Banyuwangi, Suaraindonesia.Online- Pemerintah pusat dan Provinsi Jawa Timur menggelontorkan 33.525 dosis vaksin Penyakit Mulut dan Kuku (PMK) di Dinas Pertanian dan Pangan (Disperta) Kabupaten Banyuwangi.
Dalam hal ini, Bidang Kesehatan Hewan Veteriner (KHV) langsung bergerak cepat guna melaksanakan penyuntikan vaksin tersebut kepada hewan ternak milik peternak yang ada di wilayah Kabupaten Banyuwangi.

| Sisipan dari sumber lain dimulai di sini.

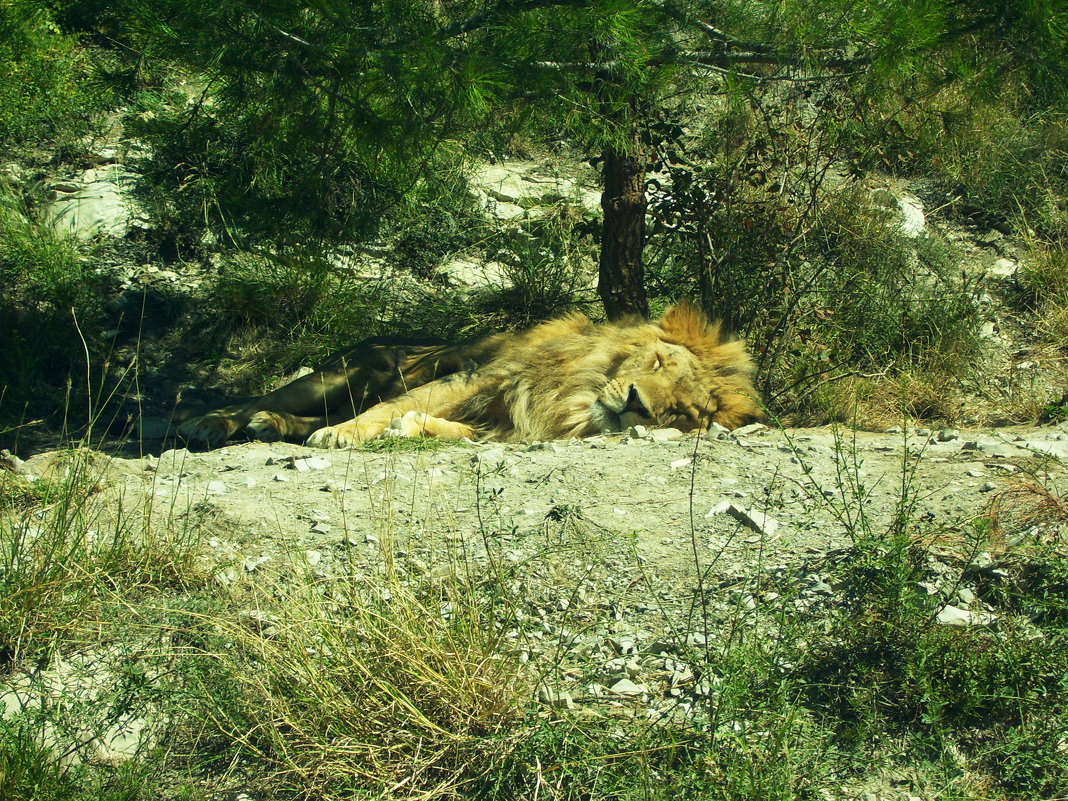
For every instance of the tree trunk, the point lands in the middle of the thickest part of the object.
(622, 277)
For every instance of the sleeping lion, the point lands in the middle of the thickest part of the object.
(564, 378)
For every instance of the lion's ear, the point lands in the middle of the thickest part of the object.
(689, 324)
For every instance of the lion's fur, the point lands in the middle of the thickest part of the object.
(564, 378)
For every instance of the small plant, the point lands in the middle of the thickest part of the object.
(364, 688)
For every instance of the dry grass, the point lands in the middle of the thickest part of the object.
(1031, 507)
(376, 687)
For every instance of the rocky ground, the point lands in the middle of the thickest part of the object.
(618, 552)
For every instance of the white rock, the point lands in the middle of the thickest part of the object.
(626, 687)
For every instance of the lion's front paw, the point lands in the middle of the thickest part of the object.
(411, 424)
(343, 435)
(613, 396)
(211, 429)
(266, 426)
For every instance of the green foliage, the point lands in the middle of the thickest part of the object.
(50, 94)
(51, 313)
(822, 283)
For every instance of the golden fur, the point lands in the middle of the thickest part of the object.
(565, 378)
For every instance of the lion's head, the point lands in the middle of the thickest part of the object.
(680, 374)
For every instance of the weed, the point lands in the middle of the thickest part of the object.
(364, 689)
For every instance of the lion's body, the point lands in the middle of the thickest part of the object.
(561, 379)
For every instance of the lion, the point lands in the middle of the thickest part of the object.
(565, 378)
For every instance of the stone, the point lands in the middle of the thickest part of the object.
(626, 687)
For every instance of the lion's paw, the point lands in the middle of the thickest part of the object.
(411, 424)
(211, 429)
(343, 435)
(266, 426)
(614, 395)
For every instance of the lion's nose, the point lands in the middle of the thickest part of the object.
(634, 404)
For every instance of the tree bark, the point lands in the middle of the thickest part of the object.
(622, 276)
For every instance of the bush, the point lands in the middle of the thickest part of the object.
(50, 94)
(51, 314)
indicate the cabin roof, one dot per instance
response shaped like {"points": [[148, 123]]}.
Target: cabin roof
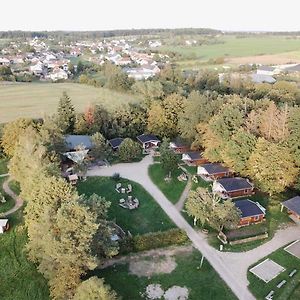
{"points": [[235, 184], [249, 208]]}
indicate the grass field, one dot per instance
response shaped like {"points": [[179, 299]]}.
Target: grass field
{"points": [[38, 99], [260, 289], [172, 189], [202, 283], [238, 47], [147, 217]]}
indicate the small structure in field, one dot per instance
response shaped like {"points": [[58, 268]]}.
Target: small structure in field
{"points": [[194, 158], [232, 187], [251, 212], [115, 143], [293, 208], [294, 248], [4, 225], [73, 178], [148, 141], [213, 171], [267, 270]]}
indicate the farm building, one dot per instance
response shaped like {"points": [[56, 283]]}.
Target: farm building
{"points": [[293, 207], [148, 141], [251, 212], [233, 187], [4, 225], [210, 172], [193, 158], [115, 143], [178, 146], [73, 142]]}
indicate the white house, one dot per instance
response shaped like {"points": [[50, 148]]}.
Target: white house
{"points": [[4, 61], [4, 225], [58, 74]]}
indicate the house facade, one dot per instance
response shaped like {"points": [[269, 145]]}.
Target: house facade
{"points": [[213, 171], [232, 187]]}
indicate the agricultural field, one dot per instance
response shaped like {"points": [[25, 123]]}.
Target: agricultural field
{"points": [[39, 99], [262, 49]]}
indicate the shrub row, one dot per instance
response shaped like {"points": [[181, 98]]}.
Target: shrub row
{"points": [[153, 240]]}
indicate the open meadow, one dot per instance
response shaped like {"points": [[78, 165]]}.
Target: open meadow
{"points": [[38, 99]]}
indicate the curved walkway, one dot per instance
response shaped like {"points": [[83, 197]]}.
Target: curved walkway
{"points": [[232, 267], [18, 200]]}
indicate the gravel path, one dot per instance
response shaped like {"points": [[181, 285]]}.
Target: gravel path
{"points": [[232, 267], [18, 200]]}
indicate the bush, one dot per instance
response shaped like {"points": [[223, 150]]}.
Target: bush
{"points": [[116, 176]]}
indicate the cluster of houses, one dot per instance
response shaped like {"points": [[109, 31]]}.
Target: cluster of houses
{"points": [[138, 61]]}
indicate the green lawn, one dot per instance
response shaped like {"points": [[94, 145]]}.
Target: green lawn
{"points": [[237, 47], [202, 283], [147, 218], [38, 99], [20, 279], [260, 289], [172, 189]]}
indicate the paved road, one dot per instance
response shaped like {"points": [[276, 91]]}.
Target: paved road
{"points": [[18, 200], [232, 267]]}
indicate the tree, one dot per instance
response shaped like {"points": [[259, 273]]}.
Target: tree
{"points": [[65, 114], [11, 133], [294, 136], [272, 167], [129, 150], [101, 149], [169, 160], [207, 207], [94, 288], [237, 151]]}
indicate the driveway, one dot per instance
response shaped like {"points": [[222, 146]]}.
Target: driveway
{"points": [[232, 267]]}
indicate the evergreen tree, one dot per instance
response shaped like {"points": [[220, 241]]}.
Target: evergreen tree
{"points": [[65, 114]]}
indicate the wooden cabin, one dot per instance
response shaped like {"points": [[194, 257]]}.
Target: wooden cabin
{"points": [[193, 158], [293, 207], [251, 212], [148, 141], [213, 171], [233, 187]]}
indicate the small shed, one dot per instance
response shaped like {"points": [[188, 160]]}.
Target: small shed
{"points": [[4, 225], [115, 143], [194, 158]]}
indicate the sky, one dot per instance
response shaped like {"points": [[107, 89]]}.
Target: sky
{"points": [[239, 15]]}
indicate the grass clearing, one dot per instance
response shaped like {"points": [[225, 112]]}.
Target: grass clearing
{"points": [[171, 189], [37, 99], [148, 217], [20, 279], [260, 289], [204, 283]]}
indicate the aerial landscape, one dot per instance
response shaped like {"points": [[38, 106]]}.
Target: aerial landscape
{"points": [[150, 152]]}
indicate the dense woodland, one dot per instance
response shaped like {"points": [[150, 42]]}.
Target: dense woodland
{"points": [[253, 129]]}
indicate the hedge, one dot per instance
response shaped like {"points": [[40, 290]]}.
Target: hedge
{"points": [[154, 240]]}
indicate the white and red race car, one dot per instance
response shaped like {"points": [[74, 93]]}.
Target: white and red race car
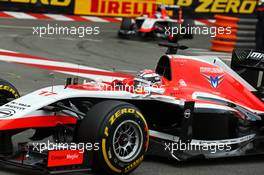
{"points": [[159, 25], [109, 126]]}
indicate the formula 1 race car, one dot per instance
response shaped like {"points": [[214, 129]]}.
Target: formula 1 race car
{"points": [[159, 25], [191, 106]]}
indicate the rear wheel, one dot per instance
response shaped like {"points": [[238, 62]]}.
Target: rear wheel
{"points": [[7, 92], [122, 133]]}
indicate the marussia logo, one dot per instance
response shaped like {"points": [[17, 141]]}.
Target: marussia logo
{"points": [[214, 80]]}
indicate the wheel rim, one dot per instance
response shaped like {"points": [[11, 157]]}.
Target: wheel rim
{"points": [[128, 141]]}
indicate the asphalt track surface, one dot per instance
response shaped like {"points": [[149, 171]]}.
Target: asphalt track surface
{"points": [[108, 52]]}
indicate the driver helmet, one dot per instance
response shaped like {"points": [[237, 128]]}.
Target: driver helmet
{"points": [[147, 78]]}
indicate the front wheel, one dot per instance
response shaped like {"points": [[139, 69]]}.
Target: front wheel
{"points": [[122, 133]]}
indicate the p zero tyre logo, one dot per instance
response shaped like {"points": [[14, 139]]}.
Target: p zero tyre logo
{"points": [[5, 112]]}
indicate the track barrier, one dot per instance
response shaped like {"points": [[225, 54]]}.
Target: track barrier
{"points": [[242, 33]]}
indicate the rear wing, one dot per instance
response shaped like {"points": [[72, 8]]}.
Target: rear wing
{"points": [[249, 64]]}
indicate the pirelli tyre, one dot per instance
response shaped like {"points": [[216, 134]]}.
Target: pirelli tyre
{"points": [[122, 133], [7, 92]]}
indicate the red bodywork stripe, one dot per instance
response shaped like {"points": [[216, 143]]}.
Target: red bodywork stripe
{"points": [[205, 21], [64, 158], [40, 16], [111, 19], [4, 15], [21, 55], [77, 18], [35, 122]]}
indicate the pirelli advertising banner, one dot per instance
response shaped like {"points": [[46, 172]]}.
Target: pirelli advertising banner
{"points": [[39, 6], [132, 8], [117, 7]]}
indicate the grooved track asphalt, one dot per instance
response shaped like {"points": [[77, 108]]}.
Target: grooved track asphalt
{"points": [[106, 51]]}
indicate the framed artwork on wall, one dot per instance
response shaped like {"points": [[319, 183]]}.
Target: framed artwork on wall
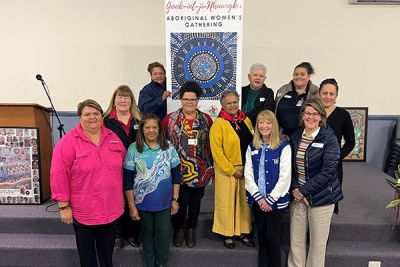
{"points": [[359, 116]]}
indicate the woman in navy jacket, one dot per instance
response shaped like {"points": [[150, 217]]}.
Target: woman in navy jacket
{"points": [[315, 186]]}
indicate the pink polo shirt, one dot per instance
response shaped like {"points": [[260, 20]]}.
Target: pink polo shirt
{"points": [[89, 177]]}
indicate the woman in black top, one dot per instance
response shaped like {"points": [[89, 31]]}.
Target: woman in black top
{"points": [[290, 98], [339, 120], [122, 117]]}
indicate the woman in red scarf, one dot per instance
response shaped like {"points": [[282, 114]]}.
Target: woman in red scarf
{"points": [[230, 135]]}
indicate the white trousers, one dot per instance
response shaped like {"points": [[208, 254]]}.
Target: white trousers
{"points": [[317, 220]]}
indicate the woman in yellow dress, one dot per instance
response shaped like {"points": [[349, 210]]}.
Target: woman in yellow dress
{"points": [[230, 135]]}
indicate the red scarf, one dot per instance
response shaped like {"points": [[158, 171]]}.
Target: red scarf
{"points": [[226, 116]]}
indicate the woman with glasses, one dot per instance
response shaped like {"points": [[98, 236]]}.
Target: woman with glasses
{"points": [[339, 120], [122, 117], [315, 186], [188, 129], [86, 181], [151, 183], [230, 135]]}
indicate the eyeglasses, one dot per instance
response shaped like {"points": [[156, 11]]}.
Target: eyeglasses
{"points": [[122, 97], [188, 100], [309, 114]]}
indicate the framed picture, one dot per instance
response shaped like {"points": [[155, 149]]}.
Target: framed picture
{"points": [[20, 175], [359, 116]]}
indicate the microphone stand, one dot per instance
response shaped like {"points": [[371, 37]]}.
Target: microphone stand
{"points": [[46, 90]]}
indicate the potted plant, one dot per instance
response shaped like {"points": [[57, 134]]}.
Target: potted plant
{"points": [[395, 184]]}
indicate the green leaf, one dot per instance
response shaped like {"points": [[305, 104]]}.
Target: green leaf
{"points": [[393, 204]]}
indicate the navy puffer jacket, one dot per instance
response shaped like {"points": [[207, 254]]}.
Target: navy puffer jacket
{"points": [[322, 185]]}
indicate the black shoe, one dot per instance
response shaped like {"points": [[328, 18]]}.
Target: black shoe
{"points": [[179, 237], [246, 240], [191, 237], [228, 242], [133, 241], [119, 243]]}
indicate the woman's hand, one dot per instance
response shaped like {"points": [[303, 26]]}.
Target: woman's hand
{"points": [[264, 206], [66, 215], [134, 213], [298, 196], [238, 174], [174, 207]]}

Dikarenakan menurut data Disperta Banyuwangi, sejak pertengahan Januari 2025, tercatat 404 ekor sapi milik warga Banyuwangi terpapar PMK. Dari jumlah tersebut, 192 ekor masih dalam kondisi sakit dan 4 ekor dilaporkan mati.
Maka dari itu, Kabid KHV Disperta Banyuwangi, drh. Nanang Sugihato, menyatakan bahwa penyuntikan vaksin diprioritaskan untuk sapi, mengingat hewan ternak sapi yang paling banyak terjangkit PMK. Vaksinasi difokuskan di daerah sentra ternak seperti Kecamatan Kalipuro, Wongsorejo, Pesanggaran, dan Glenmore.
“Vaksinasi ini kami khususkan untuk ternak milik warga, utamanya di daerah terjangkit PMK,” ungkap drh. Nanang, Sabtu (15/2/2025).
Selain vaksinasi, Disperta Banyuwangi juga gencar melakukan sosialisasi dan edukasi kepada peternak sebagai upaya pencegahan penyebaran virus PMK. Langkah-langkah tersebut meliputi pengetatan biosecurity di area kandang dan pemberian bantuan disinfektan.
“Kami secara rutin melakukan desinfeksi pasar hewan dan desinfeksi kandang. Juga memberikan vitamin dan tambahan makanan dengan kualitas lebih baik,” tambah Nanang.